Le président prend les choses en main
Le chef de l’Etat semble pressé d’achever les projets lancés dans le cadre du programme quinquennal 2005/2009.
Lors de l’inauguration de plu-sieurs projets au cours de sa visite dans la wilaya de Tamanrasset, Abdelaziz Bouteflika a encore une fois insisté sur le respect des délais. Une recommandation qui revient comme un leitmotiv et qui s’adresse en premier au gouvernement, puisque le chef de l’Etat était accompagné de 11 ministres pour la circonstance. En effet, lors de l’inauguration d’un tronçon de 70 kilomètres de la transsaharienne reliant Tamanrasset à Aïn Guezzam, Abdelaziz Bouteflika n’a pas manqué de faire remarquer que les retards qu’accumulent certains projets sont dus à des défaillances de certaines entreprises nationales. «Si la nécessité de se tourner vers des entreprises étrangères se fait sentir, il faut le faire», a-t-il recommandé. «J’assume mes responsabilités», dira-t-il à ce propos. Le chef de l’Etat prend à cœur donc ce problème qui revient à travers toutes les visites de chantiers. C’est le cas notamment lors de la pose de la première pierre pour la réalisation d’un hôpital militaire et d’une cité de 120 logements FNPOS.

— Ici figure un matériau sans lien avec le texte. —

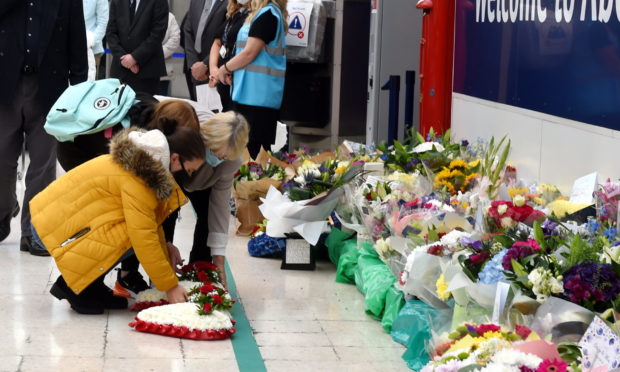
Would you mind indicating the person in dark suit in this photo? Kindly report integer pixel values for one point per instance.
(205, 19)
(136, 29)
(42, 50)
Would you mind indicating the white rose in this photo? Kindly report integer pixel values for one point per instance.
(518, 200)
(502, 209)
(507, 222)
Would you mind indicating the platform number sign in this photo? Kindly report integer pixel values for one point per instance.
(298, 23)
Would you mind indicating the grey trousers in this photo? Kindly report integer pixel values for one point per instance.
(22, 119)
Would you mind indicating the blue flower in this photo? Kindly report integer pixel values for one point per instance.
(592, 225)
(549, 227)
(492, 272)
(611, 233)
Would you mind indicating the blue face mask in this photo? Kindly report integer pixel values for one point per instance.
(212, 159)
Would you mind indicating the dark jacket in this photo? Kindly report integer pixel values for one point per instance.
(215, 22)
(141, 38)
(62, 54)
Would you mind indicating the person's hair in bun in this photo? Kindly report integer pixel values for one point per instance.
(226, 131)
(186, 142)
(167, 126)
(181, 111)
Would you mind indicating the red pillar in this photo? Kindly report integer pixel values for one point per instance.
(436, 64)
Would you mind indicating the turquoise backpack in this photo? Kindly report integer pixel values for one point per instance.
(90, 107)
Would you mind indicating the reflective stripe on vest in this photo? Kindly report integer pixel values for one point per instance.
(265, 70)
(279, 51)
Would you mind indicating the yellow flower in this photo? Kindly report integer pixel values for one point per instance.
(458, 163)
(442, 288)
(456, 173)
(448, 185)
(514, 191)
(490, 335)
(518, 200)
(466, 344)
(469, 178)
(443, 174)
(341, 169)
(473, 164)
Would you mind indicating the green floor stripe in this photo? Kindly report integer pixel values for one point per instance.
(246, 350)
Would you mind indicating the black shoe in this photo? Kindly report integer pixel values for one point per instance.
(27, 245)
(104, 295)
(133, 283)
(82, 304)
(5, 224)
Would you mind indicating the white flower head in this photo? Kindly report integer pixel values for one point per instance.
(518, 200)
(502, 209)
(428, 146)
(507, 222)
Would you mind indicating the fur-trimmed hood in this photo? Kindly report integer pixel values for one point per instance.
(139, 160)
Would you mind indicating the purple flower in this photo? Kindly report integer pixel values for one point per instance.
(516, 252)
(475, 245)
(549, 227)
(591, 282)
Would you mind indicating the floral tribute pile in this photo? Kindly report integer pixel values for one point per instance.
(491, 348)
(205, 316)
(459, 231)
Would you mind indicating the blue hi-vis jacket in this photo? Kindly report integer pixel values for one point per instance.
(261, 83)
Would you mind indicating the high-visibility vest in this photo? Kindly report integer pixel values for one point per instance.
(261, 82)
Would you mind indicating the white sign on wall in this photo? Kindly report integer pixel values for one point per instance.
(298, 23)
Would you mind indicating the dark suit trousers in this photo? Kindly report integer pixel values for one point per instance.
(22, 118)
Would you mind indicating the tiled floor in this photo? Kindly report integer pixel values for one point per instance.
(302, 321)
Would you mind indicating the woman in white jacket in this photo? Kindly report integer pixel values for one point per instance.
(171, 42)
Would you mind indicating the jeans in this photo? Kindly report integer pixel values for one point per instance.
(36, 240)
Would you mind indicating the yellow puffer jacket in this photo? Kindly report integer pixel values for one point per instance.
(88, 218)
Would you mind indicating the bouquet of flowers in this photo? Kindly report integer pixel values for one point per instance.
(457, 176)
(608, 199)
(314, 179)
(251, 182)
(427, 155)
(489, 347)
(503, 215)
(204, 317)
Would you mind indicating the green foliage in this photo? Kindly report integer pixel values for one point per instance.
(579, 251)
(494, 163)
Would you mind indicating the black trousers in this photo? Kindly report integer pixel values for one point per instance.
(200, 251)
(224, 91)
(22, 119)
(263, 123)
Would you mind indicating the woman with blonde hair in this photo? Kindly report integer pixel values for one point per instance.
(257, 70)
(225, 136)
(223, 48)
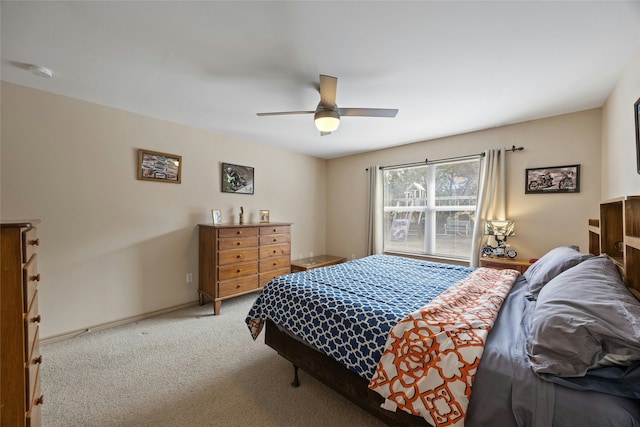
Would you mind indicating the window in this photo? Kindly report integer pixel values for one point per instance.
(430, 209)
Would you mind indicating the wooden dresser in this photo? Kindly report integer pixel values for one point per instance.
(20, 396)
(238, 259)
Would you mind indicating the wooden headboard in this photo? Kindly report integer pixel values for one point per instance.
(617, 233)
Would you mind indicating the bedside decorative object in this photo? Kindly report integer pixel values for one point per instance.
(315, 262)
(264, 216)
(157, 166)
(216, 216)
(553, 179)
(237, 179)
(505, 263)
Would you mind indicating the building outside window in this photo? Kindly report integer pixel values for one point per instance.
(430, 209)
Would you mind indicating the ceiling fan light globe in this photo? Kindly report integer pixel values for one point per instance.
(327, 121)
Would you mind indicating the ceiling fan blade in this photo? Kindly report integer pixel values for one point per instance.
(368, 112)
(283, 113)
(328, 87)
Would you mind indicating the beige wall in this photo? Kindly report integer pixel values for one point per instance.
(619, 166)
(543, 221)
(113, 246)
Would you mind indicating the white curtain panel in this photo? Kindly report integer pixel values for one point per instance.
(491, 198)
(375, 213)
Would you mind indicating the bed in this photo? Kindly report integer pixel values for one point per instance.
(526, 365)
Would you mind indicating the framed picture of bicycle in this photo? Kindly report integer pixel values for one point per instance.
(553, 179)
(237, 179)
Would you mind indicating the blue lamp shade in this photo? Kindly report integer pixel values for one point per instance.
(499, 227)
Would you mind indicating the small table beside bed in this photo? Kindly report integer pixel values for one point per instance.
(419, 343)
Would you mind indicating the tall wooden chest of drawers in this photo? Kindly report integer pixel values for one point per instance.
(238, 259)
(20, 395)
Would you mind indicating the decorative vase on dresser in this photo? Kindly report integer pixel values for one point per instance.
(236, 259)
(20, 396)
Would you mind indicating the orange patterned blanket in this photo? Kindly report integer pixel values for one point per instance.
(431, 356)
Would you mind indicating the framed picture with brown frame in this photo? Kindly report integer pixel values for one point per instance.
(264, 216)
(237, 179)
(552, 179)
(161, 167)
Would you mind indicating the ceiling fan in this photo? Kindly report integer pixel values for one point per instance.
(327, 114)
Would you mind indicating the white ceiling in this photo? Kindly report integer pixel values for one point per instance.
(449, 67)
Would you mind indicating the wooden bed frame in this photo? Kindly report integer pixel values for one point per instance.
(604, 235)
(334, 375)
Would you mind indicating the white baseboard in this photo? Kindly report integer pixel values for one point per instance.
(107, 325)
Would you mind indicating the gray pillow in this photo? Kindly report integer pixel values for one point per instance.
(549, 266)
(584, 318)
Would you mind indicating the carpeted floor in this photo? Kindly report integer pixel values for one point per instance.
(186, 368)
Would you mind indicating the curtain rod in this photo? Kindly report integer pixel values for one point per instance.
(513, 149)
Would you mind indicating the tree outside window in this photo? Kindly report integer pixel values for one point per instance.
(430, 209)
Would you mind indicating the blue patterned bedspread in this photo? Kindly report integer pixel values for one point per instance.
(347, 310)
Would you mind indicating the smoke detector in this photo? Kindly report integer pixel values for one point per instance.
(40, 71)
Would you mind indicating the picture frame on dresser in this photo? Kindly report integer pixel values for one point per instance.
(216, 216)
(636, 114)
(237, 179)
(159, 167)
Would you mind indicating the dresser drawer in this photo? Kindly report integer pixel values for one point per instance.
(30, 281)
(31, 327)
(35, 404)
(274, 239)
(30, 243)
(237, 232)
(237, 255)
(266, 277)
(274, 263)
(237, 270)
(32, 372)
(232, 287)
(238, 243)
(276, 229)
(274, 250)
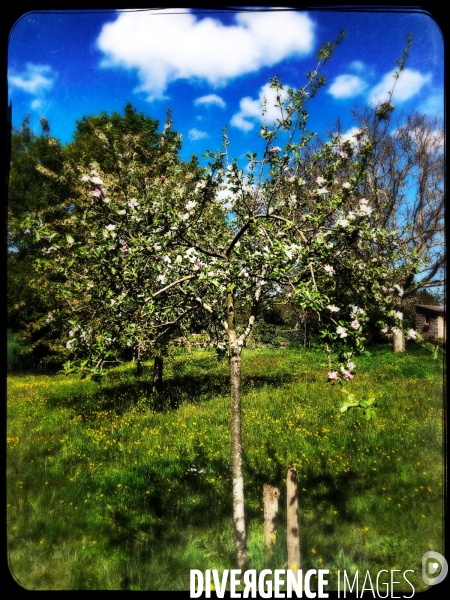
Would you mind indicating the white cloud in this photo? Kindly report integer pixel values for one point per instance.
(35, 80)
(358, 66)
(167, 47)
(408, 85)
(350, 134)
(210, 99)
(433, 105)
(195, 134)
(250, 111)
(347, 86)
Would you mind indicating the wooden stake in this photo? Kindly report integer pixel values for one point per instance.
(293, 531)
(270, 498)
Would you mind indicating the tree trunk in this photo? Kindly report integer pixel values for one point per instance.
(240, 537)
(270, 499)
(399, 341)
(293, 530)
(157, 374)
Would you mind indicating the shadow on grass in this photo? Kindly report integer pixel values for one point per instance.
(122, 396)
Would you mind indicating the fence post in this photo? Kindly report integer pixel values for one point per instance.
(293, 530)
(270, 499)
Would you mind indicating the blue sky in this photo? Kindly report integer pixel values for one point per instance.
(212, 67)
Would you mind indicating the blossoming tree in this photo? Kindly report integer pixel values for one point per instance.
(143, 258)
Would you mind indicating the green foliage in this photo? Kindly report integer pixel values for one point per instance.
(368, 406)
(102, 491)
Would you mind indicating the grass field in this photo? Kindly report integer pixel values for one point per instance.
(107, 492)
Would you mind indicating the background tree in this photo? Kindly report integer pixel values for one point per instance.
(405, 184)
(31, 293)
(144, 256)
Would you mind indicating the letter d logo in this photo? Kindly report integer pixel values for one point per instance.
(432, 567)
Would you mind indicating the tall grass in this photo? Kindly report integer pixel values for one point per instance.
(110, 489)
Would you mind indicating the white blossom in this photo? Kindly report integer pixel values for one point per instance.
(333, 308)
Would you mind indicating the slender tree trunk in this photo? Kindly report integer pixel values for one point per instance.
(240, 535)
(157, 374)
(399, 341)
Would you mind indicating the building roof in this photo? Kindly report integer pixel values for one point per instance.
(431, 308)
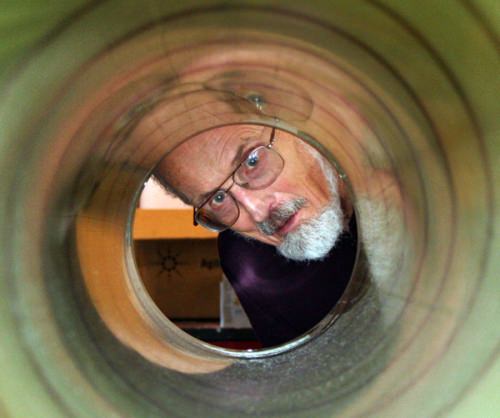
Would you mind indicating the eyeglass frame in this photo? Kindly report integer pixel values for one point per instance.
(218, 189)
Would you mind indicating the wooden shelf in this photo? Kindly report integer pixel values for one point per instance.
(167, 224)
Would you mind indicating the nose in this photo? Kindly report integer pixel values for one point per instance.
(255, 202)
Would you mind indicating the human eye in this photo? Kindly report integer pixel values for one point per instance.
(218, 199)
(252, 160)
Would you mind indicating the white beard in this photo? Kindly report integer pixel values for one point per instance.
(314, 239)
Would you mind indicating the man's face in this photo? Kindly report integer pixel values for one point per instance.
(296, 207)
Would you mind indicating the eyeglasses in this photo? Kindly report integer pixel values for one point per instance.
(258, 170)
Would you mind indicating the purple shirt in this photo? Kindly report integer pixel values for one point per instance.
(284, 298)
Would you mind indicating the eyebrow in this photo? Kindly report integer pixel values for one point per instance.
(234, 162)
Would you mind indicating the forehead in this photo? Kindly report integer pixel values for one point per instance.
(203, 162)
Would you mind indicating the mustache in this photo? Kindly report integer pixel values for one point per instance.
(279, 216)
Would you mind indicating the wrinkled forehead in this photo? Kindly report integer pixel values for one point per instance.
(202, 163)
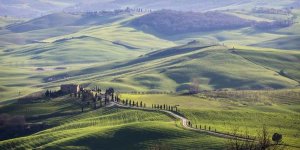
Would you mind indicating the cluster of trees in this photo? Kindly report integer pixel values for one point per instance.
(171, 22)
(165, 107)
(174, 22)
(148, 92)
(133, 103)
(209, 128)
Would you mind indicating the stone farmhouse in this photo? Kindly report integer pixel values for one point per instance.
(70, 88)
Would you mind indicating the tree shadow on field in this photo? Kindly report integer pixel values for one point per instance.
(125, 138)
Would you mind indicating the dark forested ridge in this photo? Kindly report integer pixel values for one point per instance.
(170, 22)
(175, 22)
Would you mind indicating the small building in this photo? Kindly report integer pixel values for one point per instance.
(70, 88)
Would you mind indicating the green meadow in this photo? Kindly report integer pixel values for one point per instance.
(247, 77)
(246, 111)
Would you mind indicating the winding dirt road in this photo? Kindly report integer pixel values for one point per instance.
(184, 122)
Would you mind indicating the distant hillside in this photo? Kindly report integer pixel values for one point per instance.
(208, 65)
(288, 43)
(36, 8)
(64, 19)
(176, 22)
(170, 22)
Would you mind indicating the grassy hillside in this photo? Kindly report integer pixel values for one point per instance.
(110, 128)
(212, 66)
(245, 110)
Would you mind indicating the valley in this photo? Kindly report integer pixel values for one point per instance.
(231, 67)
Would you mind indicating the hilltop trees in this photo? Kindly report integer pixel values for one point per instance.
(277, 138)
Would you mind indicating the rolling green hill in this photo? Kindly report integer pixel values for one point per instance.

Là, il a même insisté pour que le projet, prévu dans 14 mois, soit achevé en dix. Abdelaziz Bouteflika semble donc prendre conscience des retards qu’accumulent les projets lancés dans le cadre du programme quinquennal de soutien à la croissance 2005/2009. Un programme qui doit être mené à terme, qui doit s’achever avec un bilan plus que positif, sachant que tout retard est défavorable pour lui. Et dans cette course contre la montre, certains peuvent payer pour tout retard dans l’achèvement des projets en question, à commencer par l’équipe gouvernementale qui peut y laisser des plumes. Le chef de l’Etat ne veut prendre aucun risque et c’est pour cela d’ailleurs qu’un remaniement est annoncé avec insistance depuis quelque temps. Il faut mettre en avant cette échéance de 2009 qui commence d’ores et déjà avec la campagne que mène le FLN en faveur d’un troisième mandat pour le président.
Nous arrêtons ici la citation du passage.